Poetry by Amy Le Ann Richardson



We Should Have Listened

I am clinging to the creekbank, Jeremy to my right and the rushing creek below us. Pine trees my daddy planted to save the creekbank loom above us. All the sandbars and rocks we usually played on succumbed to high water after days of rain. The air, still thick, insulated by clouds and smelling of earthworms, we dig our rubber boots into the mud daring each other to test the current. We aren’t supposed to be down here. “Too dangerous,” our parents said, which only tempted us more, and we sneaked away after lunch, meeting up by the back gate, disappearing from our houses’ views down the hill. Finally, Jeremy grows brave and sticks one foot into the water, his boot is sucked right off, carried downstream in an instant. We both scream, and I grab his arm to keep him from jumping after it. 

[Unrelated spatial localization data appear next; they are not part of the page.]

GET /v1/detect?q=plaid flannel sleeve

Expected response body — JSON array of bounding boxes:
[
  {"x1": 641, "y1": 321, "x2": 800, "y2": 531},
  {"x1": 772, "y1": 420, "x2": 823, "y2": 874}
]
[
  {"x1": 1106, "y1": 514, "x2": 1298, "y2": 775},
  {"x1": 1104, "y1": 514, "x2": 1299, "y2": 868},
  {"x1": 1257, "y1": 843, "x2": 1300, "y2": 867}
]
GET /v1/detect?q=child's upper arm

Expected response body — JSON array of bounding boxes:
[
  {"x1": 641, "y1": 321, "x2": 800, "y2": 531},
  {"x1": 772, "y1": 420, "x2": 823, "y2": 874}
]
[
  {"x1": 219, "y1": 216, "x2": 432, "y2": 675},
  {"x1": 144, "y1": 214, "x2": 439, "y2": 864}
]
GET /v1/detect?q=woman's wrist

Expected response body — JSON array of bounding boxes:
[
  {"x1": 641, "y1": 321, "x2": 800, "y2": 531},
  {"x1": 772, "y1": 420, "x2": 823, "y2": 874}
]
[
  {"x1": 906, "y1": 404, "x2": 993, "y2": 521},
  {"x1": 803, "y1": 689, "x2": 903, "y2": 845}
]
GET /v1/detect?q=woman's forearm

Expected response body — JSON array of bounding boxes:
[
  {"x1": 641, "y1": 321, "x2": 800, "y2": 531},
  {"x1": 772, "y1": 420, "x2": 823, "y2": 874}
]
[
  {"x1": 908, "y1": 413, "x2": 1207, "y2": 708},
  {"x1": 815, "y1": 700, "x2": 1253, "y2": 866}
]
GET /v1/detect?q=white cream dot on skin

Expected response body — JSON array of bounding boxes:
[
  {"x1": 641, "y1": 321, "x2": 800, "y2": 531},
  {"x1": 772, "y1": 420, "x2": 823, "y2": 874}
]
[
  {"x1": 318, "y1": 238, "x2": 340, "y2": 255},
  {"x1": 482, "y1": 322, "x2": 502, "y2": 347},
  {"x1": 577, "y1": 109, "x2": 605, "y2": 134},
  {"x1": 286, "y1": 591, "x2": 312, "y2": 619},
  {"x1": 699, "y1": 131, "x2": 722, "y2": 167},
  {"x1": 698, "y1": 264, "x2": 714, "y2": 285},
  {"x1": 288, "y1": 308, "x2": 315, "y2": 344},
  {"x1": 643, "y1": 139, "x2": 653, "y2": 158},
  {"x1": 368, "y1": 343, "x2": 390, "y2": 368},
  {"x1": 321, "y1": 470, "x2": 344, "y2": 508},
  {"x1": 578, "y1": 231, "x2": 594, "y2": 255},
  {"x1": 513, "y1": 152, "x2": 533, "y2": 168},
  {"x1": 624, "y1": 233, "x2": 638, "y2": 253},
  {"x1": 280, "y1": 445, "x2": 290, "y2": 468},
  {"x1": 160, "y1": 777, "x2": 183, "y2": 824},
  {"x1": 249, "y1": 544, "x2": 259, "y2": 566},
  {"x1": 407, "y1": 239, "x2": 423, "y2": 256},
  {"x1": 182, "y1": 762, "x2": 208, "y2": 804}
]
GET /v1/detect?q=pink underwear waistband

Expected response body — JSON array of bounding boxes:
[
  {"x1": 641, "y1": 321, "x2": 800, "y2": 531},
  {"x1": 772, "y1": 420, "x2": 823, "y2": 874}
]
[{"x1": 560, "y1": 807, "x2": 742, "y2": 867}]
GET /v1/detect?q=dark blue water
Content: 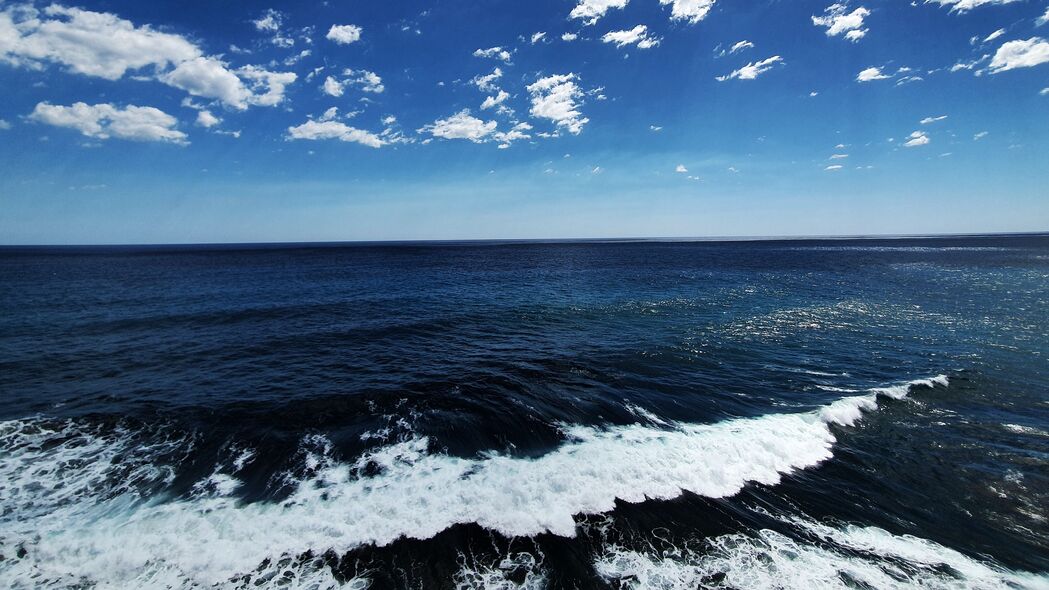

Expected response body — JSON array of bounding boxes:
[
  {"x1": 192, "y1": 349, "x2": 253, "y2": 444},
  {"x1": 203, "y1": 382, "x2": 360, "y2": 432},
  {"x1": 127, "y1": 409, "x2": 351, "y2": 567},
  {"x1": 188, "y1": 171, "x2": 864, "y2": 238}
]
[{"x1": 1, "y1": 236, "x2": 1047, "y2": 589}]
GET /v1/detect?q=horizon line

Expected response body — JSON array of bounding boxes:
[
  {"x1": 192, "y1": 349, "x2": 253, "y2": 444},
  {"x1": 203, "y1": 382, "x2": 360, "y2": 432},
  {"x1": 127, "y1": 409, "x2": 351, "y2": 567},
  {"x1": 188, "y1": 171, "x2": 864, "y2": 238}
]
[{"x1": 1, "y1": 230, "x2": 1047, "y2": 249}]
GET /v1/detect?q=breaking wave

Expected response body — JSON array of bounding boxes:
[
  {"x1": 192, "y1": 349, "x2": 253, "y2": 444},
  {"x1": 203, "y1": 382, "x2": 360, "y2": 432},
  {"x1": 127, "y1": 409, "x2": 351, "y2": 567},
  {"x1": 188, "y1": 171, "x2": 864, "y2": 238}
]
[{"x1": 1, "y1": 376, "x2": 951, "y2": 588}]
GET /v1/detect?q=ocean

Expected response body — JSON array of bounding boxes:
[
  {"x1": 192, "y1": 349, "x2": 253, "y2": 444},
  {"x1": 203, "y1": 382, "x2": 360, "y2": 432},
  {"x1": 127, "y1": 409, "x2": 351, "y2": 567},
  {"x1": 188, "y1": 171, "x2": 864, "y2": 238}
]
[{"x1": 1, "y1": 235, "x2": 1047, "y2": 589}]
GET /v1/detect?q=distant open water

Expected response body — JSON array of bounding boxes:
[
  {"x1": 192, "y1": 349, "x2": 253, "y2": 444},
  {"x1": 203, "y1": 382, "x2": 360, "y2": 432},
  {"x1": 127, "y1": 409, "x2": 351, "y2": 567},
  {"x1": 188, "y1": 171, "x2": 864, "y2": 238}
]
[{"x1": 1, "y1": 235, "x2": 1047, "y2": 589}]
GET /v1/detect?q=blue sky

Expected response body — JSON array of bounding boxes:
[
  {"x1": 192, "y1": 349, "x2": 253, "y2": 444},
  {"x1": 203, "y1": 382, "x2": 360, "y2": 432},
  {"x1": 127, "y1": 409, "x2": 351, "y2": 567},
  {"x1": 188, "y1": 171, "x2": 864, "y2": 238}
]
[{"x1": 1, "y1": 0, "x2": 1047, "y2": 243}]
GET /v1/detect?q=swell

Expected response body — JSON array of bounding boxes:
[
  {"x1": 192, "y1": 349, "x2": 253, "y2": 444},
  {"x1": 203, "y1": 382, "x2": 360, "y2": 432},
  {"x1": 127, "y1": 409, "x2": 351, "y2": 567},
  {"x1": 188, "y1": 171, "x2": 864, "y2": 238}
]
[{"x1": 0, "y1": 375, "x2": 953, "y2": 588}]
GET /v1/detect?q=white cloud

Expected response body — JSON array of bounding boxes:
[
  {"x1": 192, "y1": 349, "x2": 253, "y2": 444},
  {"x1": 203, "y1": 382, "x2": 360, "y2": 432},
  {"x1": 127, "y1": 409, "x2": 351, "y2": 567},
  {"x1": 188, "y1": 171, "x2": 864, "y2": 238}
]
[
  {"x1": 1038, "y1": 7, "x2": 1049, "y2": 26},
  {"x1": 825, "y1": 164, "x2": 843, "y2": 171},
  {"x1": 473, "y1": 46, "x2": 512, "y2": 63},
  {"x1": 286, "y1": 120, "x2": 384, "y2": 148},
  {"x1": 347, "y1": 69, "x2": 384, "y2": 93},
  {"x1": 950, "y1": 55, "x2": 989, "y2": 72},
  {"x1": 29, "y1": 101, "x2": 187, "y2": 144},
  {"x1": 531, "y1": 32, "x2": 546, "y2": 44},
  {"x1": 283, "y1": 49, "x2": 311, "y2": 66},
  {"x1": 973, "y1": 131, "x2": 989, "y2": 140},
  {"x1": 988, "y1": 37, "x2": 1049, "y2": 73},
  {"x1": 716, "y1": 56, "x2": 783, "y2": 81},
  {"x1": 983, "y1": 28, "x2": 1006, "y2": 43},
  {"x1": 253, "y1": 9, "x2": 282, "y2": 33},
  {"x1": 160, "y1": 57, "x2": 251, "y2": 108},
  {"x1": 196, "y1": 110, "x2": 220, "y2": 128},
  {"x1": 379, "y1": 125, "x2": 415, "y2": 147},
  {"x1": 326, "y1": 24, "x2": 362, "y2": 45},
  {"x1": 830, "y1": 153, "x2": 848, "y2": 159},
  {"x1": 729, "y1": 40, "x2": 754, "y2": 54},
  {"x1": 601, "y1": 25, "x2": 661, "y2": 49},
  {"x1": 650, "y1": 125, "x2": 663, "y2": 131},
  {"x1": 856, "y1": 66, "x2": 890, "y2": 81},
  {"x1": 659, "y1": 0, "x2": 717, "y2": 24},
  {"x1": 920, "y1": 115, "x2": 948, "y2": 124},
  {"x1": 571, "y1": 0, "x2": 716, "y2": 25},
  {"x1": 481, "y1": 90, "x2": 510, "y2": 110},
  {"x1": 562, "y1": 32, "x2": 578, "y2": 41},
  {"x1": 0, "y1": 4, "x2": 199, "y2": 80},
  {"x1": 419, "y1": 109, "x2": 498, "y2": 142},
  {"x1": 812, "y1": 4, "x2": 870, "y2": 42},
  {"x1": 322, "y1": 69, "x2": 384, "y2": 96},
  {"x1": 0, "y1": 5, "x2": 294, "y2": 110},
  {"x1": 323, "y1": 75, "x2": 344, "y2": 96},
  {"x1": 237, "y1": 66, "x2": 297, "y2": 107},
  {"x1": 1041, "y1": 87, "x2": 1049, "y2": 95},
  {"x1": 472, "y1": 68, "x2": 504, "y2": 92},
  {"x1": 904, "y1": 130, "x2": 930, "y2": 147},
  {"x1": 592, "y1": 166, "x2": 604, "y2": 174},
  {"x1": 675, "y1": 164, "x2": 688, "y2": 173},
  {"x1": 527, "y1": 73, "x2": 589, "y2": 135},
  {"x1": 252, "y1": 9, "x2": 293, "y2": 47},
  {"x1": 569, "y1": 0, "x2": 630, "y2": 25},
  {"x1": 0, "y1": 119, "x2": 11, "y2": 130},
  {"x1": 494, "y1": 122, "x2": 533, "y2": 148},
  {"x1": 926, "y1": 0, "x2": 1019, "y2": 13}
]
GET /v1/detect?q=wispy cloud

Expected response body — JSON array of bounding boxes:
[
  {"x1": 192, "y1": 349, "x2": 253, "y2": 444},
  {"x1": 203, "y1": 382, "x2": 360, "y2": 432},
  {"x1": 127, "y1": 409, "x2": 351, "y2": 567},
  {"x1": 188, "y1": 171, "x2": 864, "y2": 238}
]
[{"x1": 717, "y1": 56, "x2": 784, "y2": 81}]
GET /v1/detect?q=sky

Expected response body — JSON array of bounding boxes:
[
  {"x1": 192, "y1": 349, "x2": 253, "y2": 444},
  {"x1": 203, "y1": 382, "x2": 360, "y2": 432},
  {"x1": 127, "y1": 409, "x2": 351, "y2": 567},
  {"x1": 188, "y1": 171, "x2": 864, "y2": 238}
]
[{"x1": 0, "y1": 0, "x2": 1047, "y2": 244}]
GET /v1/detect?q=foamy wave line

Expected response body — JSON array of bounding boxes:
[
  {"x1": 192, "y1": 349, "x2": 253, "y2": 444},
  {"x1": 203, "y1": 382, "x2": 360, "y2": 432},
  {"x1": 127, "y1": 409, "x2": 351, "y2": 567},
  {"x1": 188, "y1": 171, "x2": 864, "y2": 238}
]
[
  {"x1": 594, "y1": 514, "x2": 1049, "y2": 590},
  {"x1": 1, "y1": 376, "x2": 948, "y2": 588}
]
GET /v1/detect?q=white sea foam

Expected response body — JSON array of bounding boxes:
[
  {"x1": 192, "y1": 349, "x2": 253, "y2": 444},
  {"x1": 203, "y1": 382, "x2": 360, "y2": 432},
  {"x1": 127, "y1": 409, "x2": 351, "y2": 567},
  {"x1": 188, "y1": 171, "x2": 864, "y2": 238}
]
[
  {"x1": 818, "y1": 374, "x2": 947, "y2": 426},
  {"x1": 0, "y1": 375, "x2": 950, "y2": 588},
  {"x1": 816, "y1": 385, "x2": 859, "y2": 393},
  {"x1": 797, "y1": 369, "x2": 843, "y2": 377},
  {"x1": 0, "y1": 419, "x2": 188, "y2": 525},
  {"x1": 623, "y1": 403, "x2": 671, "y2": 426},
  {"x1": 454, "y1": 552, "x2": 547, "y2": 590},
  {"x1": 1003, "y1": 423, "x2": 1049, "y2": 437},
  {"x1": 870, "y1": 374, "x2": 949, "y2": 400},
  {"x1": 594, "y1": 520, "x2": 1049, "y2": 589}
]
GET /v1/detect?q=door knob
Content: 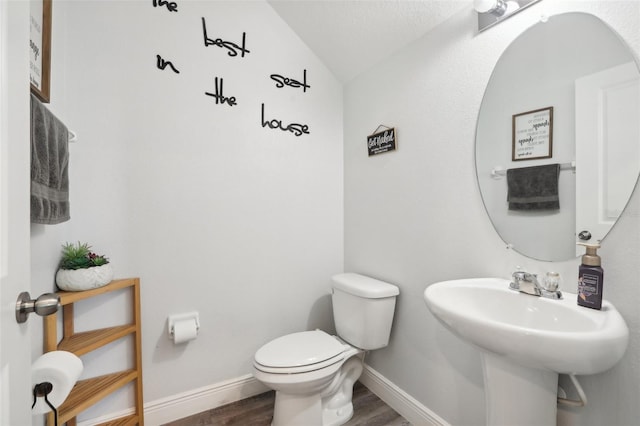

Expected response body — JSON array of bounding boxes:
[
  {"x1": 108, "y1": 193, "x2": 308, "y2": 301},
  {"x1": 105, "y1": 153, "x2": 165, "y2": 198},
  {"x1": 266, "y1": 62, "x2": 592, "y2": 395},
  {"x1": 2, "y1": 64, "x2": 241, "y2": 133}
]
[
  {"x1": 15, "y1": 292, "x2": 60, "y2": 324},
  {"x1": 578, "y1": 230, "x2": 592, "y2": 240}
]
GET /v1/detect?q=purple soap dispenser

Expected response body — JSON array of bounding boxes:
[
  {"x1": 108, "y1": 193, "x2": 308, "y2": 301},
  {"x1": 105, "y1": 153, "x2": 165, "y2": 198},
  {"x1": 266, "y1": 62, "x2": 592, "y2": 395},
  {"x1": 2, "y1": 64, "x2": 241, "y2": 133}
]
[{"x1": 577, "y1": 243, "x2": 604, "y2": 310}]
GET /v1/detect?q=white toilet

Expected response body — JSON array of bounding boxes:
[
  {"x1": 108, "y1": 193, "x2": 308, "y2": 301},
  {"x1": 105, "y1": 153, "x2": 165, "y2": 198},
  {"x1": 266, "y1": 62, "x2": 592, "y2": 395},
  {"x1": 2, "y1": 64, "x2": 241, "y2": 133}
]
[{"x1": 253, "y1": 273, "x2": 399, "y2": 426}]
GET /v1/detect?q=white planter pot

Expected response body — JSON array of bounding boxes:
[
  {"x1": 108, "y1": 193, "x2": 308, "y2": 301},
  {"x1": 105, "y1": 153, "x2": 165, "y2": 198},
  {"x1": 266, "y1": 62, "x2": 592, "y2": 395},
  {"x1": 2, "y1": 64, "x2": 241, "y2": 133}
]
[{"x1": 55, "y1": 264, "x2": 114, "y2": 291}]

Amy Le Ann Richardson was born and raised in Morehead, Kentucky, and holds an MFA from Spalding University. Amy works for Community Farm Alliance as the Eastern Kentucky Food System Resiliency Coordinator. She is a farmer, writer, visual artist, and teacher and has received grants and fellowships from the Kentucky Foundation for Women. She is the author of Who You Grow Into (Finishing Line Press, 2024) and Make Believe Worlds We Built Together (Bottlecap Press, 2023), and her work has been featured in Pine Mountain Sand & Gravel, Change Seven, and Kentucky Monthly. She lives and works on her farm in Carter County, Kentucky.